Family owned and operated since 1959, the Angel Island - Tiburon Ferry Company has a rich local history.
Samuel McDonogh originally made a living by hunting water fowl on McDonogh Island in Petaluma. He sold ducks to the poultry markets in San Francisco.
When the railroad came to Tiburon, so did McDonogh, when he opened McDonogh's Chowder Boarding House. Here he served both visitors and railroad workers. Eventually, Sam's son, Sam McDonogh II, began a service transporting military supplies and personnel to Angel Island.
Sam also took vacationers in Tiburon on fishing excursions. $0.25 bought bait, tackle, and a ride to the fishing grounds. He even ran a marine shuttle between the Golden Gate Bridges towers during its construction.
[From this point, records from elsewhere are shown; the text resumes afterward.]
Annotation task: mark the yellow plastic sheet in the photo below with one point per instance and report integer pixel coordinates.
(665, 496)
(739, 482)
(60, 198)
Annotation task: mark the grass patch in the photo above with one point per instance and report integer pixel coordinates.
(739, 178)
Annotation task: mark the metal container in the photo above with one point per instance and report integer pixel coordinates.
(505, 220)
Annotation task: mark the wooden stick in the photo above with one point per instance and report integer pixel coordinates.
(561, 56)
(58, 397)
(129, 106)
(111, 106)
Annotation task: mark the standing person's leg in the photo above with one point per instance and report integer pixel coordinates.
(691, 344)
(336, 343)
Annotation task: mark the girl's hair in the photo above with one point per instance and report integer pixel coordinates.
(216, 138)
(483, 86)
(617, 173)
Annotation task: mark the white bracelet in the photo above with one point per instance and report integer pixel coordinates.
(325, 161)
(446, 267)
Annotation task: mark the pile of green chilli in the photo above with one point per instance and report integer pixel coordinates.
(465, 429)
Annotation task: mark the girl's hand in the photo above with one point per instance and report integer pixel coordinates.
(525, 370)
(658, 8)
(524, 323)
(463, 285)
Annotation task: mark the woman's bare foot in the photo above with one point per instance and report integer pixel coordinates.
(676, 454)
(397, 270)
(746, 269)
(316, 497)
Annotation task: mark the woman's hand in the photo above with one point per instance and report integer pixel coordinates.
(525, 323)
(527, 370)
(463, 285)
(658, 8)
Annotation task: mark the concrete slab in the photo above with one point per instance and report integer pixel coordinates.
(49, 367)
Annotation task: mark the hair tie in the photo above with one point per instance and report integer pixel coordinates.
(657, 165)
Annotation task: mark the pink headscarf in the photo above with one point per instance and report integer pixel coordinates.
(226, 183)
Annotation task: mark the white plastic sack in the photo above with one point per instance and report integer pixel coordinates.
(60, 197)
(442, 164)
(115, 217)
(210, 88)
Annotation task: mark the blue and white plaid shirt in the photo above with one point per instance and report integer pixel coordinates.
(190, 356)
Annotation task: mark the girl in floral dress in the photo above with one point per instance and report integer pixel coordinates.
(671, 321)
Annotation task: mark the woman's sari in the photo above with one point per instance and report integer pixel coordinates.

Sam's son Milton began the Angel Island Ferry service in 1959 by converting an old, 50-person navy launch vessel. He named it the Gaycin after his nieces, Gail and Cindy. With the Gaycin, the Angel Island Ferry Service was born. Opening day, Milton made a total of $7. Throughout the years Milton had several vessels starting with a large gondola-type vessel name Margarits. However, as business increased, Milton decided to build a boat specially for the operation. In 1975 Milton launched the "Angel Island".
Milton's daughter Maggie continues to operate Milton's business with an updated fleet. Maggie's children, Becky and Sam, represent five generations of family tradition in Tiburon.